The Central Bank of Nigeria released a Fintech Policy Insight Report on February 2, 2026, proposing collaborative regulation for fintechs. The report outlines a Standing Fintech Engagement Forum, a Compliance-as-a-Service platform, and an expanded regulatory sandbox.

In January 2026, the US Treasury heightened Bank Secrecy Act/AML scrutiny on banks for fraud detection, especially involving nonprofits and government funds. This indirectly raises compliance risks for fintech partners handling high-volume transactions.

The CFPB allocated $46 million related to the Synapse/Evolve situation, addressing harm to consumers affected by the Synapse Financial Technologies collapse. Evolve Bank & Trust was a key banking partner in the Synapse middleware ecosystem.

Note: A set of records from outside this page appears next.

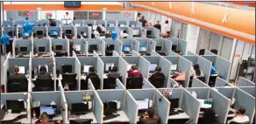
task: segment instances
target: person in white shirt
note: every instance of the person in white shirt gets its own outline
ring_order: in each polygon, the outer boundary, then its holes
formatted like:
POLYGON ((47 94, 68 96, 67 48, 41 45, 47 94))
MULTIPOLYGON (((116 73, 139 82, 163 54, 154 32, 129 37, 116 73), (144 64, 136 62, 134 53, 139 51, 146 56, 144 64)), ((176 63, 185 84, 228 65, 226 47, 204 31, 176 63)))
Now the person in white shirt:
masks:
POLYGON ((247 123, 250 122, 249 117, 245 115, 246 109, 243 107, 240 107, 235 114, 233 119, 228 121, 228 124, 231 122, 237 122, 237 123, 247 123))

Ohio's banking regulator reversed course in October 2025, easing its licensing position for bank partnerships under the Small Loan Act. This represents evolving state-level regulatory guidance on BaaS partnership structures.

The OCC issued a formal agreement with First National Bank of Pasco for unsafe practices, including BSA/AML risk management, suspicious activity reporting, and due diligence deficiencies. While not explicitly tied to fintech partnerships, the areas cited are highly relevant to BaaS oversight.

The CFPB took enforcement action against Synapse Financial Technologies, a BaaS middleware provider. The citation references the CFPB's official enforcement actions page for Synapse.

The Bank of Lithuania issued guidance in 2025 preparing EMIs and PIs for the REGATA reporting transition (Q1 2026) and MiCAR crypto-asset reporting requirements, including new safeguarding reports due by June 30, 2026.

The Bank of Lithuania revoked KogoPay UAB's electronic money institution (EMI) license in August 2025 due to capital shortfalls, delayed financial reporting, and insolvency. Bankruptcy proceedings were initiated after the firm admitted inability to meet its obligations.